The value of civil tenders awarded in the second quarter of this year was disappointing despite the government’s massive infrastructure expenditure plan to revive the economy post the Covid-19 pandemic.
However, construction market intelligence firm Industry Insight said the pipeline of civil projects continues to grow.
SA Forum of Civil Engineering Contractors (Safcec) CEO Webster Mfebe also stressed that the Covid-19 lockdowns will have had an impact on the value of tenders issued and awarded, particularly with the economy moving in and out of the various lockdown levels.
Mfebe added that there has been a marked improvement in road project tenders issued in the past six months.
“I foresee that in the third quarter leading into the fourth quarter, road project tenders awarded will rise markedly due to the fact that there are four big projects of over R2 billion each – and some of them over R4 billion – that are in the final stages of adjudication by Sanral [SA National Roads Agency],” he said.
Mfebe said the civil sector is “in a devastating drought” in terms of projects but “is expecting the rain to fall” in terms of tender awards.
Sanral ‘streamlines procurement’
He added that Safcec has been assured by Sanral that there will be improved tender project awards going forward because the agency has streamlined its procurement processes.
Elsie Snyman, the chief economist at Industry Insight, said tender values slowed in the second quarter but overall remained higher in the first six months of 2021 than in the same period last year.
Snyman said the nominal rand value of civil projects awarded fell by 6.8% quarter-on-quarter in the second quarter and by 14% year-on-year in the first six months of 2021.
She said Mpumalanga recorded the highest value of awards in rand terms, where it has grown by 50% year-on-year between January and June 2021 compared to the same period last year.
However, Snyman said awards are equally weak in Gauteng and KwaZulu-Natal, where the value of awards fell by around 58% year-on-year.
But Snyman said both these provinces have an encouraging pipeline in terms of tenders that have been issued so far this year although awards unfortunately remain poor.
Snyman added that civil tender values slowed to the lowest level since the third quarter of 2020 but remain well above conditions in the same quarter of 2020 during the peak of the first lockdown when construction activity came to a near halt.
Civil tender values increased by 168% year-on-year in the second quarter following the 41.8% year-on-year increase in the first quarter of 2021.
Overall, the value of civil tenders issued were 84.7% year-on-year higher in the first six months of 2021 compared to the same period in 2020.
Snyman said civil tender values in the six month period this year are also looking better compared to the pre-Covid-19 first six months of 2019, with values 33% higher.
She said this suggests that conditions have in fact showed a real improvement, although not at the pace as suggested compared to 2020.
Industry Insight highlighted that fewer Grade 9 projects, the largest projects, were put out to tender in the second quarter of 2021 compared to the previous two quarters but remain higher than the same “dismal Covid-battered period last year”.
It said overall tender activity in terms of larger Construction Industry Development Board (CIDB) Grade 9 projects moderated by 32% quarter-on-quarter to around 19 projects in the second quarter from 28 projects in the first quarter.

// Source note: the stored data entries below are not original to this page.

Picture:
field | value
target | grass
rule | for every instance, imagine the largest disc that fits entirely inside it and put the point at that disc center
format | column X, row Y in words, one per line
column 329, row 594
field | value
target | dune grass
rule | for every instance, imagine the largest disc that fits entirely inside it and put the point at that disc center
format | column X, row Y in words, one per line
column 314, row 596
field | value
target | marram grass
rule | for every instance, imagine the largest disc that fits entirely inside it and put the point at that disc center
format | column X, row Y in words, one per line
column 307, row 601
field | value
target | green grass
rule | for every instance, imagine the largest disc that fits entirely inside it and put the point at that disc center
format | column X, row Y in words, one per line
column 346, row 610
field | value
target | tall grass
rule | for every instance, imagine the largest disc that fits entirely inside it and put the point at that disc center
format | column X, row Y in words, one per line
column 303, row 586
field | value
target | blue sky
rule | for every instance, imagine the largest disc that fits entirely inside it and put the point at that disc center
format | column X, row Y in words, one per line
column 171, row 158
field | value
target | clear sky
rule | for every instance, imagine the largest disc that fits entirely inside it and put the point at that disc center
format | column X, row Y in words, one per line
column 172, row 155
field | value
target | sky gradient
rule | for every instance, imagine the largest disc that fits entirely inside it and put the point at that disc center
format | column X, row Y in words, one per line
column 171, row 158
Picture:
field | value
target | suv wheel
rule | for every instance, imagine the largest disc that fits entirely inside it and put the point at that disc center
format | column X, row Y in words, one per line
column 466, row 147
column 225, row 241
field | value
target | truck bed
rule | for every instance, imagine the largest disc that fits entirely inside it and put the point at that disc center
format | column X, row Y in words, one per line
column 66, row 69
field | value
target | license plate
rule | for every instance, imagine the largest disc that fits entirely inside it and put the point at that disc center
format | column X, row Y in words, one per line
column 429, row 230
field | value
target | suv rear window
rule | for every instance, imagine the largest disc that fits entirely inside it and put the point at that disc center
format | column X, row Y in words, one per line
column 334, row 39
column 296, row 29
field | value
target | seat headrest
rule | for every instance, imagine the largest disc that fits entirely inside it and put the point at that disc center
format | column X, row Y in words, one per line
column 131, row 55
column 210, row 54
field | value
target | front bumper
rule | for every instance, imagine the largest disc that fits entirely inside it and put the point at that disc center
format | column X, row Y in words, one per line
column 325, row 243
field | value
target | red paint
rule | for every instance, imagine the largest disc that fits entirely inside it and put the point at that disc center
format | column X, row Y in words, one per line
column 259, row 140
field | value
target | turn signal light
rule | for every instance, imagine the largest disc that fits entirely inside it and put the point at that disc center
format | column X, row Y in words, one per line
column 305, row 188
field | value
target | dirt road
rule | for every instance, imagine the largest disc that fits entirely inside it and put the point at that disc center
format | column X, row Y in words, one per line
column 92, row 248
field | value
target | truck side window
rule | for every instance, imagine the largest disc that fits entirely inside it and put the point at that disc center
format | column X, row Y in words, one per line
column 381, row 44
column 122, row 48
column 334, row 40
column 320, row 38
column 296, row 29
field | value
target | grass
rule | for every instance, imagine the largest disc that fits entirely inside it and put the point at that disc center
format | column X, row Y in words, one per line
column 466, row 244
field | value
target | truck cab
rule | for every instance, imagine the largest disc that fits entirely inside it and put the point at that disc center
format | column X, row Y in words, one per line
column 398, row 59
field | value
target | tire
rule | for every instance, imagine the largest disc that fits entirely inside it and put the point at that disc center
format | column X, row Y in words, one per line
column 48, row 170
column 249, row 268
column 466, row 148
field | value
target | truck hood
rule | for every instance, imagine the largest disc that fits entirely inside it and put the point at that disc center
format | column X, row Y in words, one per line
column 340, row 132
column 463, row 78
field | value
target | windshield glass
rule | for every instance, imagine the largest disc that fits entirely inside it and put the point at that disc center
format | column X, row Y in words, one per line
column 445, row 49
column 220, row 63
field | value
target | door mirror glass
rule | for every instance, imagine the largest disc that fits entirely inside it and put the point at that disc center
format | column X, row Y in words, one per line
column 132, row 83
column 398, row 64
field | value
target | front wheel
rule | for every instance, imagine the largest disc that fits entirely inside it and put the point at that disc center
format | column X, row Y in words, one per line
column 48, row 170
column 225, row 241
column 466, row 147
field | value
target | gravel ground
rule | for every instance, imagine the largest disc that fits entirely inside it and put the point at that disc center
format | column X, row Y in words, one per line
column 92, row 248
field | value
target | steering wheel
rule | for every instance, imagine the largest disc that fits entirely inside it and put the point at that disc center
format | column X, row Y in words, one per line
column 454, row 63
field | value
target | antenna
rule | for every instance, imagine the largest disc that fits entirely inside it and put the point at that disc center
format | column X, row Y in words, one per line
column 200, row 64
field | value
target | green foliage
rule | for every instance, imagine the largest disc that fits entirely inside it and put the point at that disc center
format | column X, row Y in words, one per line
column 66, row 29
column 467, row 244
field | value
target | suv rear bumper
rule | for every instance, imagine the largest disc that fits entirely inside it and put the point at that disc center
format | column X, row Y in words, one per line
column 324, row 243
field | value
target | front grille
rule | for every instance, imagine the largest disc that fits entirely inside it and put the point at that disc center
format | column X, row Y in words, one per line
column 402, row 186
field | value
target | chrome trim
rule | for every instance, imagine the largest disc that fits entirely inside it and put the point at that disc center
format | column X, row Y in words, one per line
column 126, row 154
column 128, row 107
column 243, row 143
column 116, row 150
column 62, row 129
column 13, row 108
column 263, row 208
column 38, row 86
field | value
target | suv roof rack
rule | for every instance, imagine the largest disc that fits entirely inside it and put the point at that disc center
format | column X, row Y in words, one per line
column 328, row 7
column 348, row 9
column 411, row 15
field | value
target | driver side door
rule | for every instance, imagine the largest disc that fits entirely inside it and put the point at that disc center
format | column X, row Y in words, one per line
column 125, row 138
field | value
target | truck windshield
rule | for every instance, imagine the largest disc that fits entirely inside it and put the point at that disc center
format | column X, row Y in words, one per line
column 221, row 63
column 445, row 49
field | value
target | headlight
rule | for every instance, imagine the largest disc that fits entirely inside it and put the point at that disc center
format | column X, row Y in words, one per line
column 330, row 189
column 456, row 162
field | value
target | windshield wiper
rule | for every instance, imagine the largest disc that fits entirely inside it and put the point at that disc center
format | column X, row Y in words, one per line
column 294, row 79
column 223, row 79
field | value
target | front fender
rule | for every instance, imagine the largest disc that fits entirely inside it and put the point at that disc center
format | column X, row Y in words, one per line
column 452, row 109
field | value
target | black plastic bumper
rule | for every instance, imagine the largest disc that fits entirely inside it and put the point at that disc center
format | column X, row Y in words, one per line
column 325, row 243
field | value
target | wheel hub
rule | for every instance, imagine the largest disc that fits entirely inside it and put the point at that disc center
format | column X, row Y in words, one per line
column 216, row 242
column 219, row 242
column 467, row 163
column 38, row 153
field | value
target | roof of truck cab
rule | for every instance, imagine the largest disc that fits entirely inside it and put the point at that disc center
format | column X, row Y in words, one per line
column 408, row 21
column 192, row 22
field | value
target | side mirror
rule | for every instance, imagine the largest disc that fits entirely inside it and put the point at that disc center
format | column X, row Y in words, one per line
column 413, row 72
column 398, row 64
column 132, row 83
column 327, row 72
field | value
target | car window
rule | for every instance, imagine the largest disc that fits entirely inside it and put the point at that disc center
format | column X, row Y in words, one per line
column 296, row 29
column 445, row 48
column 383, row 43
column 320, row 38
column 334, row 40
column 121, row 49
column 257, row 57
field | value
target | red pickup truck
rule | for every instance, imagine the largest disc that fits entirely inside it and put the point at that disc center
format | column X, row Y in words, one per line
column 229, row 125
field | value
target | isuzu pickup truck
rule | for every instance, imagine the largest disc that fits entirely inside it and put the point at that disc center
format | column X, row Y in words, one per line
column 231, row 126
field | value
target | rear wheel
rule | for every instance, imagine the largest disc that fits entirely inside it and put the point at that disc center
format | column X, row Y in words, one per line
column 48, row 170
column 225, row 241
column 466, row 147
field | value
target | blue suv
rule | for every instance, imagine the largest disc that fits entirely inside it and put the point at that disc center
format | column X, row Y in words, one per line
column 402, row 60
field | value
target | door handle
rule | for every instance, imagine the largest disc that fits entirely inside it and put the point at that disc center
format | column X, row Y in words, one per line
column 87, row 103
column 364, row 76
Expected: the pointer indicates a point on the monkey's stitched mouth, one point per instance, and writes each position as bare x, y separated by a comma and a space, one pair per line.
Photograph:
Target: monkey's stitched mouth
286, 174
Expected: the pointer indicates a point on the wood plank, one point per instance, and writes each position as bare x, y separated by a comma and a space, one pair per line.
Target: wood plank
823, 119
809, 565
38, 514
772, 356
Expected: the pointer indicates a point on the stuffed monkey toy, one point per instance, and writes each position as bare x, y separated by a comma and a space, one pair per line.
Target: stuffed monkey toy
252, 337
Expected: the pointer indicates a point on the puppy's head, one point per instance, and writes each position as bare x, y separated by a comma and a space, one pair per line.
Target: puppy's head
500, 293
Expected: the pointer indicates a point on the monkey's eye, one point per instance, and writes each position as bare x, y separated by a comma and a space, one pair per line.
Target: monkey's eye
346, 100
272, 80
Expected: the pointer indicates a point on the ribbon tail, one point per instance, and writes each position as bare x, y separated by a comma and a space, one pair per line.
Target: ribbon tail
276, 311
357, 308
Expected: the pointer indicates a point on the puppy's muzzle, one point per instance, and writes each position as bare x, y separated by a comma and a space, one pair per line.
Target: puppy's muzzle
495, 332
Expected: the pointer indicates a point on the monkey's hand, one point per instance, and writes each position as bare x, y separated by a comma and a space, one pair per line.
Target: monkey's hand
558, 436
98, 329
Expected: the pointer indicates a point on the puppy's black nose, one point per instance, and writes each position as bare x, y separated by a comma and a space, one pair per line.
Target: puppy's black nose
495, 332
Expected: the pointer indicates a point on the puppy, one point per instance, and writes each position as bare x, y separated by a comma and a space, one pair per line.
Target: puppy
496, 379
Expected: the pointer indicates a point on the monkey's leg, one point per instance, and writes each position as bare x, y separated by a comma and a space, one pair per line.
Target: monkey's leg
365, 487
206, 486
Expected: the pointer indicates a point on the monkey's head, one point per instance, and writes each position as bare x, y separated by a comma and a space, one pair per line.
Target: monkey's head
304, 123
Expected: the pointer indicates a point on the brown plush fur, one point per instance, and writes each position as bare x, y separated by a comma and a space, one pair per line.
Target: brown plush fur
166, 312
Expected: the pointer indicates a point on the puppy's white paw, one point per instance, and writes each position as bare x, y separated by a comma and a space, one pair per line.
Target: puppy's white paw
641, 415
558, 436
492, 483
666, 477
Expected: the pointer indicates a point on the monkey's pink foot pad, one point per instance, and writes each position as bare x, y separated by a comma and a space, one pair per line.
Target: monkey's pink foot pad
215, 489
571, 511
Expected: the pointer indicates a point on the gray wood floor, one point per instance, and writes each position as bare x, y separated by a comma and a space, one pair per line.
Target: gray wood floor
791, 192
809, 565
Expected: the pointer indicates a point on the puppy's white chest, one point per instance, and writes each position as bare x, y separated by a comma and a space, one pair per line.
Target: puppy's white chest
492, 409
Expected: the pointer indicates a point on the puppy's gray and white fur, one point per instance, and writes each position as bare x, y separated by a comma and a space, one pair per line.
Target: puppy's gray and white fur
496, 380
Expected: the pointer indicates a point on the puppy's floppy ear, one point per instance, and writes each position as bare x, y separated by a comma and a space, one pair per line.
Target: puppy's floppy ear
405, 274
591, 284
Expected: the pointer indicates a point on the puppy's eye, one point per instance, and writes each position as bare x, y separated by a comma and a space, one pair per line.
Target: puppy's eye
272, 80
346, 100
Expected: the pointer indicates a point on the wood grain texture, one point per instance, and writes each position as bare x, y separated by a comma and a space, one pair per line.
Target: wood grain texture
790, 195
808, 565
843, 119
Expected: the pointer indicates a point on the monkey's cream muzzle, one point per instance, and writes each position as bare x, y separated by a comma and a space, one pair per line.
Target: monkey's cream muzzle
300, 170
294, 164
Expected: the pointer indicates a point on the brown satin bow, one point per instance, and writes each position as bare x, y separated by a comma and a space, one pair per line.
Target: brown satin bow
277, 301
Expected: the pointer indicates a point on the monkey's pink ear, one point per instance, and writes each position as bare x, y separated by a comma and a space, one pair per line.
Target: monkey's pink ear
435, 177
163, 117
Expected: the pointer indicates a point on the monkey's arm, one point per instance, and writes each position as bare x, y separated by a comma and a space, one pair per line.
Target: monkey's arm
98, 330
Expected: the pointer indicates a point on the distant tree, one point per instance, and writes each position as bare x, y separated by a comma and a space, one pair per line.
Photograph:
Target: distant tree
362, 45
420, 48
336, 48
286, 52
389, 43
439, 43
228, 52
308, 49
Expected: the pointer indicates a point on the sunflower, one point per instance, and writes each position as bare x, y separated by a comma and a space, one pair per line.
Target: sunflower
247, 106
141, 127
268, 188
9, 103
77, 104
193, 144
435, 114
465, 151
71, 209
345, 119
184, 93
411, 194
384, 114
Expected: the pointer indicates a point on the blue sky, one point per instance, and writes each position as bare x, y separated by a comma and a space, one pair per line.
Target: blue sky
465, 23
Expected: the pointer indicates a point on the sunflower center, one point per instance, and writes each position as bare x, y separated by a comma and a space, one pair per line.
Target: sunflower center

The majority of these projects are in Gauteng, followed by KwaZulu-Natal and the Western Cape.
Water and road projects
Snyman said the estimated value of water and road projects put out to tender played a supportive role in the first six months and increased by 26% quarter-on-quarter and by 152% year-on-year.
She said the value of road projects put out to tender were at the highest level since the fourth quarter of 2019, with various larger road projects out to tender.
These included mainly projects in Gauteng and the Western Cape related to primary roads and in the Eastern Cape to motorways.
The tender values of water projects in the second quarter were related mainly to smaller value pipeline projects in the Eastern Cape and KwaZulu-Natal while the higher Grade 9 projects out to tender included largely water reticulation projects in the Free State, water works treatment and a pumping station in Gauteng.
Mfebe is guardedly optimistic about the future of the civil construction industry because of pending tender awards by Sanral but agrees the industry will be unable to survive on road building projects alone.
He said Safcec continues to inquire about projects by other state-owned entities and government departments, including water projects.
But Mfebe said public sector civil projects “are encumbered by bureaucratic processes within government”.
“We keep on making the point that projects must come to market quicker and must be adjudicated and awarded on time,” he said.
“Indeed, if the infrastructure-led recovery plan announced by the president [Cyril Ramaphosa] is to succeed, some kind of speed needs to be applied in terms of those projects coming to market, adjudicated upon and awarded.”
Mfebe said it is “a no-brainer” that the infrastructure-led economic recovery is given impetus by the speedy awarding of public sector tenders, which will also boost the manufacturing, wholesale and retail sectors of the economy.
Turning to private sector civil projects, Mfebe said it is important that regulatory requirements, such permitting and licensing processing, is streamlined and expedited.
Mfebe said this will allow these projects “to see the light of the day” and not be “locked in elaborate and cumbersome processes where some investors even decide to ‘can’ projects because they cannot get permission or a licence for this or that”.